En este sentido, Trump representa la continuidad brutal de una política imperial que ya no disimula. No hay diplomacia, hay imposición. No hay negociación, hay ultimátums. No hay socios, hay subordinados. El uso de aranceles como medida punitiva se complementa con una estrategia más amplia: reindustrializar ciertos sectores, forzar la relocalización de cadenas productivas y contener el ascenso tecnológico chino.
El objetivo final es restaurar el monopolio del poder. Pero es una tarea titánica. Porque el mundo ya no gira en torno a Washington. La multipolaridad es un hecho. Y esa realidad es la que los halcones del Departamento de Estado y los seguidores de Trump no quieren aceptar.
El intento de imponer aranceles a todo el que se atreva a disentir con el rumbo dictado por EE.UU. tendrá consecuencias. Ya las está teniendo. Muchos países empiezan a buscar alternativas. India, Turquía, Irán, Arabia Saudita… todos ellos están jugando un juego más autónomo. Y cada medida coercitiva de EE.UU. acelera ese proceso.
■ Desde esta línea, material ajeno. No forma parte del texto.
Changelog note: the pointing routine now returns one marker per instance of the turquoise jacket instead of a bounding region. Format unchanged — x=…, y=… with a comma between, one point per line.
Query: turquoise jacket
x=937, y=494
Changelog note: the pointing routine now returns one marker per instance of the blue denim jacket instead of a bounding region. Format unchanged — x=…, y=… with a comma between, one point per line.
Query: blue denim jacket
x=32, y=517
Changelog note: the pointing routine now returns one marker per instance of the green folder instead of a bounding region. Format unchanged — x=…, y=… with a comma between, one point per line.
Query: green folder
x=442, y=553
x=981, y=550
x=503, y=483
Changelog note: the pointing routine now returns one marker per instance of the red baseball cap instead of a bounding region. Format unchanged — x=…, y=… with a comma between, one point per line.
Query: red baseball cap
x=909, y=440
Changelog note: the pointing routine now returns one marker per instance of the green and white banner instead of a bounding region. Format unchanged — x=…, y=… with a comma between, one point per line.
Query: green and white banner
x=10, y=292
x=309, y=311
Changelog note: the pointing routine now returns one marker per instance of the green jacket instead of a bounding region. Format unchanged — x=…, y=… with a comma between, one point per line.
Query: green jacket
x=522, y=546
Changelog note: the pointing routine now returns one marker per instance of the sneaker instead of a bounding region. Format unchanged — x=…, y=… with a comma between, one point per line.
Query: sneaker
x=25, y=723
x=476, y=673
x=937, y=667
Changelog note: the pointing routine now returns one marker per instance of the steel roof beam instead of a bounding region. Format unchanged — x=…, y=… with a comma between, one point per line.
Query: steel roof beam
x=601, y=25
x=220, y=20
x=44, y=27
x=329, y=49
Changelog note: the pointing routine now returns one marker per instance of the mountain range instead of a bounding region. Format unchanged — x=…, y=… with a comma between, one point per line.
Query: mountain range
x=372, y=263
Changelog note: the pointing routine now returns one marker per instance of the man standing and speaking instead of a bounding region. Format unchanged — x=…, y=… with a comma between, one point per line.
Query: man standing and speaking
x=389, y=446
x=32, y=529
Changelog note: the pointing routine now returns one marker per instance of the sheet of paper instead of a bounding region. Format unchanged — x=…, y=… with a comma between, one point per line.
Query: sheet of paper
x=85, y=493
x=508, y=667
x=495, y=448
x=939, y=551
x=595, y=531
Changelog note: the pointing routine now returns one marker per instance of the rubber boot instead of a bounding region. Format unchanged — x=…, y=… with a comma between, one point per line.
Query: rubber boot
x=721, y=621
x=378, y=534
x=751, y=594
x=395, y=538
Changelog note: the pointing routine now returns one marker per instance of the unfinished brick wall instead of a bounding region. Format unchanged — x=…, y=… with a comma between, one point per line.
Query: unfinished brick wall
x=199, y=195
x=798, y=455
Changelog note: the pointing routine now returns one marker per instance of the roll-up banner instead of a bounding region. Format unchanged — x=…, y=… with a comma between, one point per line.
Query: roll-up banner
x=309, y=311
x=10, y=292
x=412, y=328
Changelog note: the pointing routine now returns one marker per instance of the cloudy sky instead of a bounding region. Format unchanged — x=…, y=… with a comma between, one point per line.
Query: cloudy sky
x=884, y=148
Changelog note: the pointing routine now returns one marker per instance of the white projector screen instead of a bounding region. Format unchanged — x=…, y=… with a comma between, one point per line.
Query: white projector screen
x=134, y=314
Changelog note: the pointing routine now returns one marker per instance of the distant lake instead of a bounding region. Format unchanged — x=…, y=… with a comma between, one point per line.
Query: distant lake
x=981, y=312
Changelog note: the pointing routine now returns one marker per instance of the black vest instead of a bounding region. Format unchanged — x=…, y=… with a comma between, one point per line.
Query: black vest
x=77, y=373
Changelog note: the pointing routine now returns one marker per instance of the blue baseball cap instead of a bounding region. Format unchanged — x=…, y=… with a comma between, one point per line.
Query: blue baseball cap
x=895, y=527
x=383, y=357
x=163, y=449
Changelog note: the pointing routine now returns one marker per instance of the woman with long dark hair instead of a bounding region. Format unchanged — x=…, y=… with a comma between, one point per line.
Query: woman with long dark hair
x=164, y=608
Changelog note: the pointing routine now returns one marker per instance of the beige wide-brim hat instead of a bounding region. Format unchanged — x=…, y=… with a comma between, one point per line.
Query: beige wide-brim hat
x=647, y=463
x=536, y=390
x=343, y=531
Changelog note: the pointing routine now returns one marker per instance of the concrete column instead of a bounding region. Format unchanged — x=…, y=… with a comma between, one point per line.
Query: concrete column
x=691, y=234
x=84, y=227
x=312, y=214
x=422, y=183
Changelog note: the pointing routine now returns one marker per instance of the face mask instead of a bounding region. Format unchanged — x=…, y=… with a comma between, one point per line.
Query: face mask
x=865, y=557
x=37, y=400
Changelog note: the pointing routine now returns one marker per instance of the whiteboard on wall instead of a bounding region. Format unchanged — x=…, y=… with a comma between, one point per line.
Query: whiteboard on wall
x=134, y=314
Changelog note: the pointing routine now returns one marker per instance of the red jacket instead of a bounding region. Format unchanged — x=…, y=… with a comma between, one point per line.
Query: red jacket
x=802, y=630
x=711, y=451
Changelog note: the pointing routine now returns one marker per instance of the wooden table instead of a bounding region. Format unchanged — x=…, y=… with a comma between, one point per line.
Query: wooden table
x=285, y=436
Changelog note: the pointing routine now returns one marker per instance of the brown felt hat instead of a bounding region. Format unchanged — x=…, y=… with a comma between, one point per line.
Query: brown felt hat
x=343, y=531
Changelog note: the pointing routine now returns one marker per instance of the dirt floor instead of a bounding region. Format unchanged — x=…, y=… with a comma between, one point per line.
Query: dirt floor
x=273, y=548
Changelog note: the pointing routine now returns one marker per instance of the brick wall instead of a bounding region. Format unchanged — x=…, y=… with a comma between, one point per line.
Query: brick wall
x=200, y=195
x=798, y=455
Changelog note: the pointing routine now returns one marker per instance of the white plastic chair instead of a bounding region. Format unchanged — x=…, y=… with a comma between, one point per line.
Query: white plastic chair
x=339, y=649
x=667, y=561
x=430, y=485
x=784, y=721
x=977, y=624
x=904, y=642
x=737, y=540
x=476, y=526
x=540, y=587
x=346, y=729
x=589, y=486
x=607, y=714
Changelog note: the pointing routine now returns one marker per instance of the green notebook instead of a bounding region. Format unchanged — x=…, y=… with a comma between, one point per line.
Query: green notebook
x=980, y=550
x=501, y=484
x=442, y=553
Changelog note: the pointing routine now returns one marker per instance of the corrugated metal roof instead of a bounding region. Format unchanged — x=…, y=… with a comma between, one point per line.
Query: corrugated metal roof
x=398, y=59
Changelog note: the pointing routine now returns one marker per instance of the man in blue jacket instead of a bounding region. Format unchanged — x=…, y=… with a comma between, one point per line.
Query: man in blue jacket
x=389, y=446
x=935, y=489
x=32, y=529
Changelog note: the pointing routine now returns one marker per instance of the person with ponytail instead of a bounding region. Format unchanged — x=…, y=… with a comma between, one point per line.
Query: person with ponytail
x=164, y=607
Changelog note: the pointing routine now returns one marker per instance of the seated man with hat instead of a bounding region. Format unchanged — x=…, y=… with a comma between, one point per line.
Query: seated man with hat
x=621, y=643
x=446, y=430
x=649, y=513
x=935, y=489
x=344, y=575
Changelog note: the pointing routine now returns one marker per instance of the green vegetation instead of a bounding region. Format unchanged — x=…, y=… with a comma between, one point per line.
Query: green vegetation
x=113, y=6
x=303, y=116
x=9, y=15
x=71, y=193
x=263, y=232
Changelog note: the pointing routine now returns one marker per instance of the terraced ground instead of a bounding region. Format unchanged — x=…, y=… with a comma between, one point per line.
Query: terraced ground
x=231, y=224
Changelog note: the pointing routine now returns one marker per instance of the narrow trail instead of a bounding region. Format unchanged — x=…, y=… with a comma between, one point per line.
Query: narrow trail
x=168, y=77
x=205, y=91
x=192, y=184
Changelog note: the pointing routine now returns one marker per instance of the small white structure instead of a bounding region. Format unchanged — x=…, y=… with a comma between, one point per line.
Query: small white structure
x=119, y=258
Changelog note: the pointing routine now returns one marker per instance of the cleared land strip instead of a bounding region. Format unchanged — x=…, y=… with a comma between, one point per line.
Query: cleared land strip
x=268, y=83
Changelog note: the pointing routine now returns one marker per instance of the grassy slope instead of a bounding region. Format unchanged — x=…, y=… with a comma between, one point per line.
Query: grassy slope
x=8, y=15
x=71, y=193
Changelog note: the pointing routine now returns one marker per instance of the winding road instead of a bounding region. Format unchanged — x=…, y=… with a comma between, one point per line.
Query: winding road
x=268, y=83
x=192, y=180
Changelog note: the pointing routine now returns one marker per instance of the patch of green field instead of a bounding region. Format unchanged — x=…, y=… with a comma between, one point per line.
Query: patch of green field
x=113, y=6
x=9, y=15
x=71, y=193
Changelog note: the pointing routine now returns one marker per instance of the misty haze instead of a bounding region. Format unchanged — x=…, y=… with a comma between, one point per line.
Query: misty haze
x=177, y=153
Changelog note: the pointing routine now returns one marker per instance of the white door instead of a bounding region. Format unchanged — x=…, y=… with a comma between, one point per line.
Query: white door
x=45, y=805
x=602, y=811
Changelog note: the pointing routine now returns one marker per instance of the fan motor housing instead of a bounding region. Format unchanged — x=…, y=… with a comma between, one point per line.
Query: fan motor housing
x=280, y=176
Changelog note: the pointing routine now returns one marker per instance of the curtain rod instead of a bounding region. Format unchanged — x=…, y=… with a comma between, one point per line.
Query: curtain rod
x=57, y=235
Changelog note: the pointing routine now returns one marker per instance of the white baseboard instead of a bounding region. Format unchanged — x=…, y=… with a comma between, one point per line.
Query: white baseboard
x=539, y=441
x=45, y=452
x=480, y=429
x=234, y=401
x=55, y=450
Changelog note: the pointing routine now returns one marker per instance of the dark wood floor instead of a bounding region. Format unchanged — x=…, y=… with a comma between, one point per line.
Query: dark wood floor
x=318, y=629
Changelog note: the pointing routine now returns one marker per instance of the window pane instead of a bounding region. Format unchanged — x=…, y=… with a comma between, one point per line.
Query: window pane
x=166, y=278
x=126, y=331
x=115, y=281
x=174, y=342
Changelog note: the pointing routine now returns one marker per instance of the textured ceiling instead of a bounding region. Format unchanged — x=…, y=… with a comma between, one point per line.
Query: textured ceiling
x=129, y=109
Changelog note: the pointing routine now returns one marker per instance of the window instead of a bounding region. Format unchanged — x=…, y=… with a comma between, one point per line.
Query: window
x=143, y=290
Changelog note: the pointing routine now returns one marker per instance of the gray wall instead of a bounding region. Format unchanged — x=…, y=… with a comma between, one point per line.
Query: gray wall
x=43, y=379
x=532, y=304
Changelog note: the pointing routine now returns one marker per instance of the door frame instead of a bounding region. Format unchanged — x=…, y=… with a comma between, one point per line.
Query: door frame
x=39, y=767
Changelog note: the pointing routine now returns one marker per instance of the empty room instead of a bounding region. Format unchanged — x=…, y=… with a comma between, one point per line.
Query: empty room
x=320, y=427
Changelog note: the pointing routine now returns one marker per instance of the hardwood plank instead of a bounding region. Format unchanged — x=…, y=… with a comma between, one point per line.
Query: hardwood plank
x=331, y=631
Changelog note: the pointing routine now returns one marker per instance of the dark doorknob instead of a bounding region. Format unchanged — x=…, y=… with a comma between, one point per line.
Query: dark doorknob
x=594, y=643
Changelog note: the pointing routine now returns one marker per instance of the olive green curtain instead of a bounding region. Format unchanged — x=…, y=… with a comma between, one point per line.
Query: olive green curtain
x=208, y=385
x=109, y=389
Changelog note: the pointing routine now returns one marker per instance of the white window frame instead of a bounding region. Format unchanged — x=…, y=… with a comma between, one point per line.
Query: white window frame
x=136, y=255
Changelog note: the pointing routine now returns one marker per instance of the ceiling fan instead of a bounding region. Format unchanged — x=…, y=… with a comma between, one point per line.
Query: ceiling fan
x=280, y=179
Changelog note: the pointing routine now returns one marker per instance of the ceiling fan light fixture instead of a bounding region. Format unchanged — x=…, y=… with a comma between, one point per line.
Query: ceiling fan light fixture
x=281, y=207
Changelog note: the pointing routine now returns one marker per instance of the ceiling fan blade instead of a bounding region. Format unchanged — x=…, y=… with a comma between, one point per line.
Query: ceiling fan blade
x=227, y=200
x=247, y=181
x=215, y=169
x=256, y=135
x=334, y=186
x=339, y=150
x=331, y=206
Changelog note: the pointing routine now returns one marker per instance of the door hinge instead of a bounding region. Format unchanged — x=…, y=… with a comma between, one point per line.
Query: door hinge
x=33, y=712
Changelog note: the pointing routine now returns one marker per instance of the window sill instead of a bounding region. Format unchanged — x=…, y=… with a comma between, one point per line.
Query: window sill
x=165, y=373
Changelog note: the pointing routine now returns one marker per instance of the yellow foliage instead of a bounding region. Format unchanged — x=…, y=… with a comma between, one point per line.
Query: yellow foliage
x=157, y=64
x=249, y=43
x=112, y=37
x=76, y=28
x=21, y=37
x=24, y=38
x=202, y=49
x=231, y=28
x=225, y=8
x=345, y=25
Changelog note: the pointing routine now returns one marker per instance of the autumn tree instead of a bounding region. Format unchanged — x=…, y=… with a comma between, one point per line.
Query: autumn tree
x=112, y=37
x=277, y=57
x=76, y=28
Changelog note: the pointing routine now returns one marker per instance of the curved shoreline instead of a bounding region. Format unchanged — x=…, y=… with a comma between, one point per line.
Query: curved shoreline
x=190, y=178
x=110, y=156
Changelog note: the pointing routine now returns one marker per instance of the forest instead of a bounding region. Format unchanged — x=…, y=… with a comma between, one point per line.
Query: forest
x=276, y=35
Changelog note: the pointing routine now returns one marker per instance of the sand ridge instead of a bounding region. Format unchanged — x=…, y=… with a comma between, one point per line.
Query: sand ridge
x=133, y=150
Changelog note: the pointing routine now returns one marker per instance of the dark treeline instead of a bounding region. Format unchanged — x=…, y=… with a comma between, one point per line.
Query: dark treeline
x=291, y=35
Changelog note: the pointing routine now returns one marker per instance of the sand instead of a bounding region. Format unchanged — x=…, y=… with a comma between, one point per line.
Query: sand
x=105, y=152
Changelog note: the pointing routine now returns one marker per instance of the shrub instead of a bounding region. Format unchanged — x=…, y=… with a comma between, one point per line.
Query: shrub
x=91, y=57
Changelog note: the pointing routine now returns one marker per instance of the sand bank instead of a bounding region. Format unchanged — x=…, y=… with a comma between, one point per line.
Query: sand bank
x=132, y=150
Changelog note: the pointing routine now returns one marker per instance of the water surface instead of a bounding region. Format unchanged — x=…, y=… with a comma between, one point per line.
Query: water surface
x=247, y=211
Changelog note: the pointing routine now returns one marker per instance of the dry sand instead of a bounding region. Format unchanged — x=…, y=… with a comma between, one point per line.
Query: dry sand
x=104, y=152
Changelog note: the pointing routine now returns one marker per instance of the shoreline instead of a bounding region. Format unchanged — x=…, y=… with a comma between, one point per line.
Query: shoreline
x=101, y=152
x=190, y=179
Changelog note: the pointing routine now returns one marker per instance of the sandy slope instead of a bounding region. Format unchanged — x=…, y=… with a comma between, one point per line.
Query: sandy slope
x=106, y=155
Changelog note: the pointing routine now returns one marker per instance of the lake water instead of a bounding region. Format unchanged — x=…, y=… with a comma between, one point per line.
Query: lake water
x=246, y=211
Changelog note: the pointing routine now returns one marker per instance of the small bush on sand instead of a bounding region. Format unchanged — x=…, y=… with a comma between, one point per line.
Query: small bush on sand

El sistema comercial internacional, tal como fue concebido en Bretton Woods, está fracturado. El dólar, si bien sigue siendo la principal moneda de reserva, pierde fuerza. La hegemonía financiera estadounidense se resquebraja. La política de sanciones ha generado un efecto bumerán. Y los aranceles, que antes eran un recurso ocasional, hoy se proponen como un instrumento permanente.
En ese marco, los grandes perdedores son los propios consumidores estadounidenses. Pagarán más por productos importados, verán restringido el acceso a bienes tecnológicos y sufrirán inflación importada. Pero eso parece secundario para el trumpismo. Lo esencial es dar una señal de poder.
Y aquí aparece otro elemento central: la dimensión simbólica. Trump necesita mostrar liderazgo. Necesita mostrar que aún puede doblegar a empresas extranjeras, a gobiernos díscolos, a potencias emergentes. Los aranceles, en este sentido, son más que medidas económicas: son gestos de autoridad. Son ladridos del amo que quiere recuperar su jauría.
Pero el mundo cambió. Ya no se acata tan fácil. Y el ladrido, lejos de generar obediencia, provoca resistencia. La pregunta es si Trump está dispuesto a empujar esa lógica hasta sus últimas consecuencias. ¿Cuántos países está dispuesto a castigar? ¿Hasta qué punto puede forzar el regreso a una economía cerrada? ¿Cuánto puede resistir el sistema financiero global si EE.UU. dinamita sus propios cimientos?
Lo que vemos no es una política comercial. Es una guerra estratégica. Una guerra que se libra en los mercados, en las monedas, en las tarifas, en las redes de producción. Y como toda guerra, tiene costos. Trump está dispuesto a asumirlos. Lo dijo claramente: primero Estados Unidos. Aunque eso signifique dejar al resto del mundo fuera.
La doctrina Trump es, en esencia, una doctrina de repliegue agresivo. No busca construir consensos, sino imponer condiciones. No busca integrarse al nuevo orden, sino restaurar el viejo. No busca adaptarse, sino dominar. Y ese impulso, aunque pueda parecer fuerte, es en realidad la señal más clara de que el imperio ha dejado de serlo. Porque cuando el poder es real, no necesita gritar.
Trump grita. Y al hacerlo, muestra que el tiempo ya no juega a su favor. Que el arancel no es el instrumento de una potencia en ascenso, sino el reflejo de una potencia que teme caer. Y que el mundo, pese a todo, sigue girando. Aunque no lo haga ya alrededor de Washington.